LOVASTATIN: A PREVENTATIVE FOR DEXAMETHASONE-INDUCED OSTEONECROSIS AND OSTEOPOROSIS

Xudong Li, Quanjun Cui, Heather Wilson, Gwo-Jaw, Wang, Gary Balian
Orthopaedic Research Laboratory, Department of Orthopaedic Surgery, School of Medicine Box 800374, University of Virginia, Charlottesville, VA, 22908

The mechanism whereby Lovastatin can counteract steroid-induced osteonecrosis and osteoporosis is poorly understood. We assessed the effect of Lovastatin on a pluripotential cell line, Dl, which is capable of differentiation to either osteoblast or adipocyte lineage. The expression of CBFal and PPARy, which are bone cell and fat cell transcription factors respectively, were determined semiquantitively by RT-PCR. Reporter gene activity was measured by cotransfecting the cells with the osteocalcin-promoter and reporter genes.
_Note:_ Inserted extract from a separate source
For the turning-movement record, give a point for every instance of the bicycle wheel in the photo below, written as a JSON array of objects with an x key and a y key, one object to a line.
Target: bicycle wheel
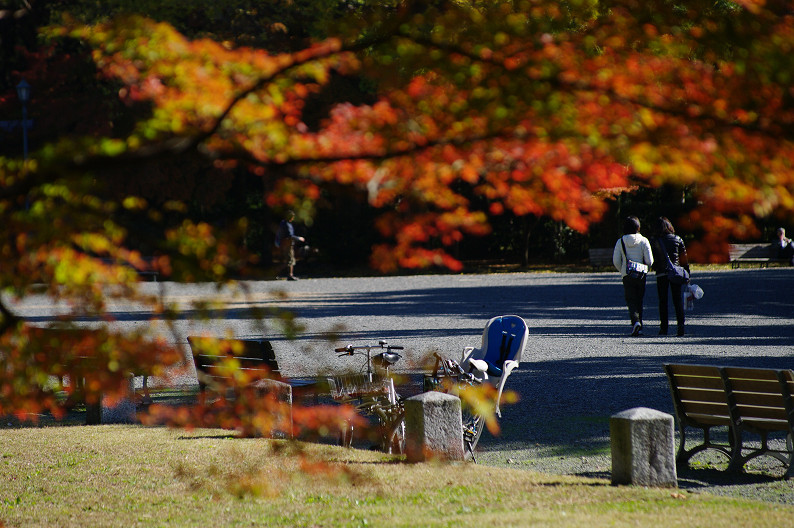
[{"x": 473, "y": 425}]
Lovastatin enhanced osteoblast differentiation as assessed by a 2x increase in expression of CBFal and by a 5x increase in osteocalcin promoter activity. Expression of PPARy was decreased by 50%. Thus by enhancing osteoblast gene expression and by inhibiting adipogenesis, Lovastatin acts to shunt uncommitted osteoprogenitor cells in marrow from the adipocytic to the osteoblastic differentiation pathway. Future studies could be directed towards evaluating Lovastatin and other lipid-lowering drugs for the potential therapy of osteonecrosis and osteoporosis.